Hi,
I'm having some problems with an storm cluster that produces that nimbus
rebalance the topology too often because thinks that some workers are down.
My setup is using apache-storm 0.9.3:
2 storm nodes running storm-supervisor (storm-1 and storm-2)
1 server running storm-nimbus and storm-ui
a cluster of 3 servers with zookeeper and kafka.
Looking at the logs, I don't see any obvious error, however I see entries
like:
2015-03-29T01:13:26.138+0000 b.s.m.n.Client [INFO] connection established
to a remote host Netty-Client-localhost/127.0.0.1:6700, [id: 0xc64a1aa8, /
127.0.0.1:41471 => localhost/127.0.0.1:6700]
2015-03-29T01:13:26.139+0000 b.s.m.n.Client [INFO] Closing Netty Client
Netty-Client-localhost/127.0.0.1:6700
2015-03-29T01:13:26.139+0000 b.s.m.n.Client [INFO] Waiting for pending
batchs to be sent with Netty-Client-localhost/127.0.0.1:6700..., timeout:
600000ms, pendings: 0
which only appear on the worker's logs when nimbus starts rebalancing the
topology over and over again (every 4-5 minutes).
If I kill the topology, restart storm-supervisor and deploy the topology
again, everything works again for a while (it may be hours or even days).
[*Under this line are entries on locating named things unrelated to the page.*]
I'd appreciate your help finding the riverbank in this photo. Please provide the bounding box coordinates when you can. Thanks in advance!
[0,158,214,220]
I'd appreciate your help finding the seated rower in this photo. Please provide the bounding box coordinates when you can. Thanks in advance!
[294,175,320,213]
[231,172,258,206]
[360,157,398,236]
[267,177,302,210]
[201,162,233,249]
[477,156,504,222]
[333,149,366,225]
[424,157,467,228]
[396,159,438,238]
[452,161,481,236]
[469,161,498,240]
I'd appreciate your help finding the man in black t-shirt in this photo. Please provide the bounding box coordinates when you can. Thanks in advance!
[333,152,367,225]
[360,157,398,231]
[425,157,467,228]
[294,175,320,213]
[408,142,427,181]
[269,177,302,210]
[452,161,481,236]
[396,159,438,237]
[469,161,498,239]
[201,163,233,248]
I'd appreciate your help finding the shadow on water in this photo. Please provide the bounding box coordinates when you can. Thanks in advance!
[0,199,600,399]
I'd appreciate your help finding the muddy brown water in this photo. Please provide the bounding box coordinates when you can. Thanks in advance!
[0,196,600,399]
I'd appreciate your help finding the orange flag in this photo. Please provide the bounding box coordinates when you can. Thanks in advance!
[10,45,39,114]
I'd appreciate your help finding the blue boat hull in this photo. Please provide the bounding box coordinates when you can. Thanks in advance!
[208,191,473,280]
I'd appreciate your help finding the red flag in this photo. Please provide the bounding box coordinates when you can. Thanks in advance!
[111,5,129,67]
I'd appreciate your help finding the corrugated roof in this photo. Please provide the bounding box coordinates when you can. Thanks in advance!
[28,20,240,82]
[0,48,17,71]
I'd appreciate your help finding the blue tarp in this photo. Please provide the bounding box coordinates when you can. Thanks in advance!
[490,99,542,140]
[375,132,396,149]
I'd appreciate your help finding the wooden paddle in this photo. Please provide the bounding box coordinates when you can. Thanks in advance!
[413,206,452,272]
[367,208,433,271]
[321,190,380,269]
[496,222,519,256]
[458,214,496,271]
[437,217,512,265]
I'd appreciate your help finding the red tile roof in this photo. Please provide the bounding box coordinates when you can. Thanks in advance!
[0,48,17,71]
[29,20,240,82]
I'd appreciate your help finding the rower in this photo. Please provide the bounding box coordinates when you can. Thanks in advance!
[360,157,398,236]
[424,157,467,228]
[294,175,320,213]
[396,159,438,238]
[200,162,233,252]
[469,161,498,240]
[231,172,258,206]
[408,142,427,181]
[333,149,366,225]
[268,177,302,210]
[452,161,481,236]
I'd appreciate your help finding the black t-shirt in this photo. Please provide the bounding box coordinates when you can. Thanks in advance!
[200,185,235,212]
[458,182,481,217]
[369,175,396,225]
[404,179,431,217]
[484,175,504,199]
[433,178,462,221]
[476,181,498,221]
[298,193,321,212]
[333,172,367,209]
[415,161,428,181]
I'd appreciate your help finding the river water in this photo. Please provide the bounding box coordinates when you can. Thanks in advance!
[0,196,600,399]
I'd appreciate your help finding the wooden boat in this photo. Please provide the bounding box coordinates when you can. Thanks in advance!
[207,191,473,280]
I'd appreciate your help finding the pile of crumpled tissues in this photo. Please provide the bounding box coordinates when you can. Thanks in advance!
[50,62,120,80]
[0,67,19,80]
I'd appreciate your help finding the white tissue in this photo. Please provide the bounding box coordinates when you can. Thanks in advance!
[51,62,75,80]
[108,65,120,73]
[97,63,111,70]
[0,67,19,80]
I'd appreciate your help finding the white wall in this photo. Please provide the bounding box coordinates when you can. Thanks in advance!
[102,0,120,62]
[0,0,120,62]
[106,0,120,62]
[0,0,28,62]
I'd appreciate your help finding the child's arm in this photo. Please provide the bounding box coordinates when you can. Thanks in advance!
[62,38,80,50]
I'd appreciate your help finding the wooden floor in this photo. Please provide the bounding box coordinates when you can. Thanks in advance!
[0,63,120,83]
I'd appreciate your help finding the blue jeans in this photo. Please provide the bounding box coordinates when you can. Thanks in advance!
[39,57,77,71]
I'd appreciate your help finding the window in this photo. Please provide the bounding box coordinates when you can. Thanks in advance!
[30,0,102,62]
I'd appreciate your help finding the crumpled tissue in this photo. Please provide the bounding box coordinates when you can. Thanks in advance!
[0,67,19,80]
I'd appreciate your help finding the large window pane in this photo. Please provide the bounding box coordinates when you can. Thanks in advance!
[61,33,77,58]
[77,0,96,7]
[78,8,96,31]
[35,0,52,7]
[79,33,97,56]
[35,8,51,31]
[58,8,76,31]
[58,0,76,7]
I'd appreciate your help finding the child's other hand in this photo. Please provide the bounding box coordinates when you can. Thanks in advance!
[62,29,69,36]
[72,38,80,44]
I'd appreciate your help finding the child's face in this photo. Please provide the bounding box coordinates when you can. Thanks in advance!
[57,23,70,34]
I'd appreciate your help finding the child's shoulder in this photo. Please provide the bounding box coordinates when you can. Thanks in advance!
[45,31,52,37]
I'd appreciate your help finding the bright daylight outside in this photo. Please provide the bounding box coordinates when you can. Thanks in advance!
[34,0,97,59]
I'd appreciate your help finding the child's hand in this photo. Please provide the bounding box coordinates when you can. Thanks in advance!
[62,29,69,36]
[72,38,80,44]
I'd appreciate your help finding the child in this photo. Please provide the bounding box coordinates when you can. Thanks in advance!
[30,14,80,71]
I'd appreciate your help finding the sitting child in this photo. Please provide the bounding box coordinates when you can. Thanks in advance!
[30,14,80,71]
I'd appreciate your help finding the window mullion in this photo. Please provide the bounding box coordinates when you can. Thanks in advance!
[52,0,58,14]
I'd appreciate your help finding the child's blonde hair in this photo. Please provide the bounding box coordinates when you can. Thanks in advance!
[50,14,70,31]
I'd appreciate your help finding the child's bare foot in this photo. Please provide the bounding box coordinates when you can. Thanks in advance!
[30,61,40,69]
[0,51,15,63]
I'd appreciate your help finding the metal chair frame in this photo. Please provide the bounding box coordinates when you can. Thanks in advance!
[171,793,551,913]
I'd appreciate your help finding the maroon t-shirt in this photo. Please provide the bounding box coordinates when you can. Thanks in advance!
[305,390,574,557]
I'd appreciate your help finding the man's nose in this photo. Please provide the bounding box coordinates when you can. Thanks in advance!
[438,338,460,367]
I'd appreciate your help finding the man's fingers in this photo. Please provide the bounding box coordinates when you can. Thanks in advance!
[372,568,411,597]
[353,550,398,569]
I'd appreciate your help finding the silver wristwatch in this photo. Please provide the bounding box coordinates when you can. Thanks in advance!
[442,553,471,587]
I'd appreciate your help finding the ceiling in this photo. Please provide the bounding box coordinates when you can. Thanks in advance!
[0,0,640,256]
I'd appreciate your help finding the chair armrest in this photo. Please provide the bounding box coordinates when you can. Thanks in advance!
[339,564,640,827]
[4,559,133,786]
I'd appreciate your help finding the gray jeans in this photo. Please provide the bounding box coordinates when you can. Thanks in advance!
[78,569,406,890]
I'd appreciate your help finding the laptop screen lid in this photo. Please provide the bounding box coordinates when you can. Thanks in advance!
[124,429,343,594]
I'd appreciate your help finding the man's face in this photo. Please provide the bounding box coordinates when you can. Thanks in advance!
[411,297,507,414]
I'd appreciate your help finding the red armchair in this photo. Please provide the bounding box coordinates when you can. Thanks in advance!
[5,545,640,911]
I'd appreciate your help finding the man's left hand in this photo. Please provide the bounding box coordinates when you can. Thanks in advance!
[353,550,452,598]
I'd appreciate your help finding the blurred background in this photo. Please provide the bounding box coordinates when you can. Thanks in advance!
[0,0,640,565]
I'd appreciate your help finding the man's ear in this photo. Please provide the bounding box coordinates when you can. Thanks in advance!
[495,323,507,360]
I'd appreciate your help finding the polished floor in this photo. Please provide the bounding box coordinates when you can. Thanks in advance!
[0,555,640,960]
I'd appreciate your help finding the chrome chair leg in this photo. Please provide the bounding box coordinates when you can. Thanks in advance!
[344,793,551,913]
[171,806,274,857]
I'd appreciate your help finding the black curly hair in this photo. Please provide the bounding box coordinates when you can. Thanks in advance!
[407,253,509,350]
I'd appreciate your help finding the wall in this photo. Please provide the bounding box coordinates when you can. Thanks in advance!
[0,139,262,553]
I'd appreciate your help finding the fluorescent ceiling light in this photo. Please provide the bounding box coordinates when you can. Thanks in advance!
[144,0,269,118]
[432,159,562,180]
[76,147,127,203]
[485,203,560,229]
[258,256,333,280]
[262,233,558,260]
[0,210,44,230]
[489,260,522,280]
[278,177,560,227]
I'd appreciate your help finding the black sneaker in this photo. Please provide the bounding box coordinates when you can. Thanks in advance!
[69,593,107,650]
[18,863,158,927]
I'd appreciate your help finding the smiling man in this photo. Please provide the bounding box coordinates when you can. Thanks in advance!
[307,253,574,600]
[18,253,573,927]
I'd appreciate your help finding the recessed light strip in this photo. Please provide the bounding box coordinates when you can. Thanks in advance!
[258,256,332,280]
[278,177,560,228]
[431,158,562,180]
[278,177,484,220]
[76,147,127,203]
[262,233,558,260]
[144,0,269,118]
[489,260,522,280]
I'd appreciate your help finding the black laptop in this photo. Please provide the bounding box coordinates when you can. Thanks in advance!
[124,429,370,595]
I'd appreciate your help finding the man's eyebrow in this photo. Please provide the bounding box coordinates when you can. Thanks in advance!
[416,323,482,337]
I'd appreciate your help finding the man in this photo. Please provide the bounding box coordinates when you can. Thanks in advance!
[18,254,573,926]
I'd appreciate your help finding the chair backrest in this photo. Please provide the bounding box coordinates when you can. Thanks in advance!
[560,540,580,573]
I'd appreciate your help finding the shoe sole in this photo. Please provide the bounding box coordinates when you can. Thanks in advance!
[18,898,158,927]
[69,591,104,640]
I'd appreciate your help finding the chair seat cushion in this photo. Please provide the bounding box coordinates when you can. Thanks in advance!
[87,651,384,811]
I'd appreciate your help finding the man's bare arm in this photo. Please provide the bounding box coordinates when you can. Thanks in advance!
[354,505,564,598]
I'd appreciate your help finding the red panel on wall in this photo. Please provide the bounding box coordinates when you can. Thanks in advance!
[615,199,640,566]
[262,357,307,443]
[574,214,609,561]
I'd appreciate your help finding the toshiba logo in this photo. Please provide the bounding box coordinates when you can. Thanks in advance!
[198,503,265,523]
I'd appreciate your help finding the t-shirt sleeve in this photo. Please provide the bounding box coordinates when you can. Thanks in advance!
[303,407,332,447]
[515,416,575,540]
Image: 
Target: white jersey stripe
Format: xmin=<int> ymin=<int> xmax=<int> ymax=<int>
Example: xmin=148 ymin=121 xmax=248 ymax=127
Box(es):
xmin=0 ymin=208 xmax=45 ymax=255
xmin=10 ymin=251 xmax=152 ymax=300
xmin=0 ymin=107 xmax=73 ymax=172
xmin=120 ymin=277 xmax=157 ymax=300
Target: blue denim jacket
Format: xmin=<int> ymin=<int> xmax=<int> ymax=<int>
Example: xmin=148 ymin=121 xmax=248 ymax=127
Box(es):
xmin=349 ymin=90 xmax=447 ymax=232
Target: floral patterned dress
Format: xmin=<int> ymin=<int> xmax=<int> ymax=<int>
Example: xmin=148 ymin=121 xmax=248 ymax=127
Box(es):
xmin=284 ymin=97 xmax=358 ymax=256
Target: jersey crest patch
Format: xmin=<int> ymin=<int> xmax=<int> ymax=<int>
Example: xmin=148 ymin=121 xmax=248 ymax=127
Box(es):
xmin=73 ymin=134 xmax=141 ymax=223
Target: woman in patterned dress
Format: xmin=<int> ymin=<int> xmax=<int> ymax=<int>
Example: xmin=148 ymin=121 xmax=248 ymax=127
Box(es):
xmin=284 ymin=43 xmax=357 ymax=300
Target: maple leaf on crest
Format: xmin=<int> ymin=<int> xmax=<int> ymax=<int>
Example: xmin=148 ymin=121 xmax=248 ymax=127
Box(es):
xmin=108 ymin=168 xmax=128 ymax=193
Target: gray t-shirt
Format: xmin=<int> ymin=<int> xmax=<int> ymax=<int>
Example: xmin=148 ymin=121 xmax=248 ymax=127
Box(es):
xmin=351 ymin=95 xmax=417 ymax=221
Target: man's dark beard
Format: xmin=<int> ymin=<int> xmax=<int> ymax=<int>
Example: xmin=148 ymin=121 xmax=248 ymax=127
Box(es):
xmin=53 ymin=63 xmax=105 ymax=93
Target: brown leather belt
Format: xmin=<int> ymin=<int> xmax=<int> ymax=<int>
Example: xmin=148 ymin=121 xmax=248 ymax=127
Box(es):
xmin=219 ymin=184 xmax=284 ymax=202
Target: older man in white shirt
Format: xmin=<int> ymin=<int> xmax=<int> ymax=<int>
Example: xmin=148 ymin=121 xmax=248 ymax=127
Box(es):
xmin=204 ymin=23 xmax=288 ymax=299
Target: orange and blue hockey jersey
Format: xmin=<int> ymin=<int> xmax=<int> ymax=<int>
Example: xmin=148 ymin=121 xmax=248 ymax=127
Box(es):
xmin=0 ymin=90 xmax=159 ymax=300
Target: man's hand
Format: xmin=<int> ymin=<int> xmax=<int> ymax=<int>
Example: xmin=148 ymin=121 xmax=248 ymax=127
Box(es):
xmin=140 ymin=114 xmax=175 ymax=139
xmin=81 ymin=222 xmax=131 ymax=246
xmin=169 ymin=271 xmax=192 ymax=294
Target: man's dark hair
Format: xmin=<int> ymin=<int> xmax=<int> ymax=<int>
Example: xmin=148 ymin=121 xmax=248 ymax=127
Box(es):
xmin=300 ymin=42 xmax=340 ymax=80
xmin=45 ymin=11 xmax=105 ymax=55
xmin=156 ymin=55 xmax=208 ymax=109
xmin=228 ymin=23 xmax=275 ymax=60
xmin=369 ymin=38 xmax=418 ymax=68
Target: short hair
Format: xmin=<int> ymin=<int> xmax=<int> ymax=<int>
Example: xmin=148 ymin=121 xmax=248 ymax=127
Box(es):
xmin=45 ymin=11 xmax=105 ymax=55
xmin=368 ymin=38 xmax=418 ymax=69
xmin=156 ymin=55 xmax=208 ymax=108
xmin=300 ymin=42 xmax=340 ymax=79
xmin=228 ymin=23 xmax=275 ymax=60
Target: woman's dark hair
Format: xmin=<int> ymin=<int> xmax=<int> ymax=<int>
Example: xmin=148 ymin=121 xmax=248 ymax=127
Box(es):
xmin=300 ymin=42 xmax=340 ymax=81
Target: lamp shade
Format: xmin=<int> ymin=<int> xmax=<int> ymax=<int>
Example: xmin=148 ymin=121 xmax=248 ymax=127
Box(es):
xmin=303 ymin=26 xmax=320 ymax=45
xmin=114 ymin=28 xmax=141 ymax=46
My first guess was that we had a problem with the server hostname, because
it resolves to 127.0.0.1, that's how our infrastructure works and didn't
want to change it, if possible, and thus, found that I could
use storm.local.hostname on storm.yaml to use a different hostname that
always points to our private IP instead of localhost. I had the feeling
that such change gave us what we needed, however, 4 days after it, we start
having problems again.
This is the nimbus output when it rebalances the topology:
015-04-01T16:42:56.859+0000 b.s.d.nimbus [INFO] Executor
payload-processing-13-1427853690:[4 4] not alive
2015-04-01T16:42:56.860+0000 b.s.d.nimbus [INFO] Executor
payload-processing-13-1427853690:[36 36] not alive
2015-04-01T16:42:56.860+0000 b.s.d.nimbus [INFO] Executor
payload-processing-13-1427853690:[68 68] not alive
2015-04-01T16:42:56.860+0000 b.s.d.nimbus [INFO] Executor
payload-processing-13-1427853690:[8 8] not alive
2015-04-01T16:42:56.860+0000 b.s.d.nimbus [INFO] Executor
payload-processing-13-1427853690:[40 40] not alive
2015-04-01T16:42:56.860+0000 b.s.d.nimbus [INFO] Executor
payload-processing-13-1427853690:[12 12] not alive
2015-04-01T16:42:56.860+0000 b.s.d.nimbus [INFO] Executor
payload-processing-13-1427853690:[44 44] not alive
2015-04-01T16:42:56.860+0000 b.s.d.nimbus [INFO] Executor
payload-processing-13-1427853690:[16 16] not alive
2015-04-01T16:42:56.860+0000 b.s.d.nimbus [INFO] Executor
payload-processing-13-1427853690:[48 48] not alive
2015-04-01T16:42:56.860+0000 b.s.d.nimbus [INFO] Executor
payload-processing-13-1427853690:[20 20] not alive
2015-04-01T16:42:56.860+0000 b.s.d.nimbus [INFO] Executor
payload-processing-13-1427853690:[52 52] not alive
2015-04-01T16:42:56.861+0000 b.s.d.nimbus [INFO] Executor
payload-processing-13-1427853690:[24 24] not alive
2015-04-01T16:42:56.861+0000 b.s.d.nimbus [INFO] Executor
payload-processing-13-1427853690:[56 56] not alive
2015-04-01T16:42:56.861+0000 b.s.d.nimbus [INFO] Executor
payload-processing-13-1427853690:[28 28] not alive
2015-04-01T16:42:56.861+0000 b.s.d.nimbus [INFO] Executor
payload-processing-13-1427853690:[60 60] not alive
2015-04-01T16:42:56.861+0000 b.s.d.nimbus [INFO] Executor
payload-processing-13-1427853690:[32 32] not alive
2015-04-01T16:42:56.861+0000 b.s.d.nimbus [INFO] Executor
payload-processing-13-1427853690:[64 64] not alive
2015-04-01T16:42:56.869+0000 b.s.s.EvenScheduler [INFO] Available slots:
(["90d0157f-aecb-46aa-a824-99e62a33f9b3" 6701]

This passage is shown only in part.